Ugly Sonic Returns for Hilariously Shady Cameo in Disney's 'Chip 'N Dale: Rescue Rangers'

You thought it was banished to the deepest realms of internet hell, its unholy face never to be seen again…. but you were wrong.

Ugly Sonic is back — via a hilariously shady cameo in Disney’s “Chip ‘N Dale: Rescue Rangers”.

The film — streaming on Disney+ from Friday — reunites the beloved anthropomorphic chipmunk duo, and is a franchise-crossing mishmash of characters from the Disney vaults… and many from beyond Disney, too.

But one special guest appearance in particular set Twitter alight on Friday, as the hideous original CGI design of Sega’s speedy blue hedgehog made his somewhat bitter return.

The nightmarish creature, complete with dog snout, beady eyes and human teeth, was first seen in the original trailer of the first Sonic movie; a massive outcry from furious (and terrified) fans sent the designers back to the drawing board, which resulted in the far more cuddly big screen version we know and love today:

… which is why the jobless grotesque version can now be found hawking autographs at fan conventions:

“You cant hurt my feelings if I’m in on the joke!” the washed-up almost-movie star declares during his introduction… but Dale, too mesmerized by those human teeth, barely hears him.

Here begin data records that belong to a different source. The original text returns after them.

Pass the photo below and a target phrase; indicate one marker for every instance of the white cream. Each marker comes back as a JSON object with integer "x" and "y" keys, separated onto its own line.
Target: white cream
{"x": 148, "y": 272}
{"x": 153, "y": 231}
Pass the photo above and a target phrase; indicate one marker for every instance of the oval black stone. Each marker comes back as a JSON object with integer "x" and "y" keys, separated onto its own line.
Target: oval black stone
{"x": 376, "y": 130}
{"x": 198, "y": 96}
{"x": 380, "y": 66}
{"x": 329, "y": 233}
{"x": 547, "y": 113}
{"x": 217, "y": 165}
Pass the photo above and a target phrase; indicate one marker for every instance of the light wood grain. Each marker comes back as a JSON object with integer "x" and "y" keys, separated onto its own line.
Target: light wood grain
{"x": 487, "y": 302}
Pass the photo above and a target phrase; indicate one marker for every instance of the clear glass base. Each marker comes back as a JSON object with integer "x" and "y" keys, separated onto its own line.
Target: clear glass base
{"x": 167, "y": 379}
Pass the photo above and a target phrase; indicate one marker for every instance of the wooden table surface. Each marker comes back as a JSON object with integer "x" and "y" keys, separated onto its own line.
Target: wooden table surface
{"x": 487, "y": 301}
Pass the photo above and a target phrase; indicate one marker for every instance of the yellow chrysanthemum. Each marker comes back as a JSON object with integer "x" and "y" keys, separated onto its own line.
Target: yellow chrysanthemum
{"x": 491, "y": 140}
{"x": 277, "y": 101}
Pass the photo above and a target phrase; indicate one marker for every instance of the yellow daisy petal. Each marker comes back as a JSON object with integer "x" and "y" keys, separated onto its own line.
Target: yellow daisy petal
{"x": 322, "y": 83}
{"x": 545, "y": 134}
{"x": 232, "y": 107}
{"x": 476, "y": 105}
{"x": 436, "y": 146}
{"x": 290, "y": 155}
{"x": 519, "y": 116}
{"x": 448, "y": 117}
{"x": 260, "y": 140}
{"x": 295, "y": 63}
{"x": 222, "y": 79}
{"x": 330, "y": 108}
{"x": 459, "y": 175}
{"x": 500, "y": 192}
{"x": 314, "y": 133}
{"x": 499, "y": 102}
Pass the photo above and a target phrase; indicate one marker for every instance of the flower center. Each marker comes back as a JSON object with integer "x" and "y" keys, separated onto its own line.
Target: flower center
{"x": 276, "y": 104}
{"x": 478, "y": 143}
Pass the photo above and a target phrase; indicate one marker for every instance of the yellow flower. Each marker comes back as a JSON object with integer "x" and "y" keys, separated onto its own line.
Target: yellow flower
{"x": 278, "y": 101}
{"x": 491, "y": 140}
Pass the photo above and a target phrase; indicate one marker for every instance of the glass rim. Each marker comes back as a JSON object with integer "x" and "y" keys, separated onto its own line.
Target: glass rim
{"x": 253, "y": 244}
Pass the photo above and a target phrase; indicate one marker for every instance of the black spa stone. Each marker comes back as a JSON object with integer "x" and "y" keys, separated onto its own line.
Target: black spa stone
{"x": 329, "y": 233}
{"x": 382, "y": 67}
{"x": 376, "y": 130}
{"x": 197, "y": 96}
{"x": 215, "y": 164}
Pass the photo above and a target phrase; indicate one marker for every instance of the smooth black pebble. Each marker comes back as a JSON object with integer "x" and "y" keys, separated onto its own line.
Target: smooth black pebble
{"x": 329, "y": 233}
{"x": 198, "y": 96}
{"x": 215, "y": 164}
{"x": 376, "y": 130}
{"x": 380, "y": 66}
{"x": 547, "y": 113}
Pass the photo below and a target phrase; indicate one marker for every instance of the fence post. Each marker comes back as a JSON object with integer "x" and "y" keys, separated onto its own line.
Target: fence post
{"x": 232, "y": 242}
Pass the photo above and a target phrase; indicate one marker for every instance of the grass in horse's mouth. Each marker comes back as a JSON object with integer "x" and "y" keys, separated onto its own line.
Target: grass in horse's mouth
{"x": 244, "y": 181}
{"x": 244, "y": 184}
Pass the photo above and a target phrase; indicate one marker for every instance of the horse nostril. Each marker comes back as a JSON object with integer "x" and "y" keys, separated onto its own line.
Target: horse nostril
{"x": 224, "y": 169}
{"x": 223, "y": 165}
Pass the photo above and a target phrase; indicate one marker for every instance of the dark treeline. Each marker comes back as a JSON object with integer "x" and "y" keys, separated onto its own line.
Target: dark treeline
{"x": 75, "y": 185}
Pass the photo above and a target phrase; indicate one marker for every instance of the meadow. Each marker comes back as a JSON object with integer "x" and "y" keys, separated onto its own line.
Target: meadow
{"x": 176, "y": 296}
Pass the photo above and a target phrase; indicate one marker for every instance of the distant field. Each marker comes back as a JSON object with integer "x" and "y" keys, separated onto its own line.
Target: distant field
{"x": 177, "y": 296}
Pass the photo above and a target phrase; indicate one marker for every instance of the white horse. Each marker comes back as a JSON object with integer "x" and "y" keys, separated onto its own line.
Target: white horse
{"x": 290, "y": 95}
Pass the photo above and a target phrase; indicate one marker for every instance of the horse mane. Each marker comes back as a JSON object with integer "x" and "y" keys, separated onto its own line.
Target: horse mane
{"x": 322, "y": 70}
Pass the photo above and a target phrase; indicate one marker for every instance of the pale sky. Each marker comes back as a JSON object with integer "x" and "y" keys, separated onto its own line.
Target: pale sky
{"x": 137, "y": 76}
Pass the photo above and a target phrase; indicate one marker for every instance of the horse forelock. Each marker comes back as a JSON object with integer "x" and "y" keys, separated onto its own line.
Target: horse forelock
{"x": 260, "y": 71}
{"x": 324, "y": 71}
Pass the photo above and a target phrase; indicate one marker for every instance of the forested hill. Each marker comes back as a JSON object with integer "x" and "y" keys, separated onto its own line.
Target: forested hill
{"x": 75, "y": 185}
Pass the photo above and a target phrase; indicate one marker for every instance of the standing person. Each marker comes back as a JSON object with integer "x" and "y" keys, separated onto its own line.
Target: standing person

Director Akiva Schaffer told Polygon that the cameo is one of his personal favorites in the film — but added he couldn’t speak on how he went about licensing its use.

“I don’t know what I should, what I’m allowed to say [about it],” he said. “I think I will actually plead the fifth.”

According to Sega news site SEGAbits, neither Paramount nor Sega themselves are credited in the film.

The film, reminiscent of Robert Zemeckis’ 1988 franchise-crossing masterpiece “Who Framed Roger Rabbit”, is also a live action/animated hybrid, which sees the rodent brothers (voiced by John Mulaney and Andy Samberg) reuniting decades after their TV heyday to solve the mystery of a missing former castmate.

“It was super-important to me to get a bunch of third-party cartoons, because if this is going to be some sort of a celebration of animation, it can’t just be a celebration of Disney animation,” Schaffer told Polygon. “You don’t want it to feel like an ad for Disney Plus.”

He said procuring all the necessary copyright permissions was a huge challenge.

“You don’t usually come out of a movie and want to thank the lawyers, but we genuinely owe the Disney lawyers for being team player,” he added. “[They] super stayed optimistic about it, and really saw the value of the third-party stuff, and they had to really work hard.”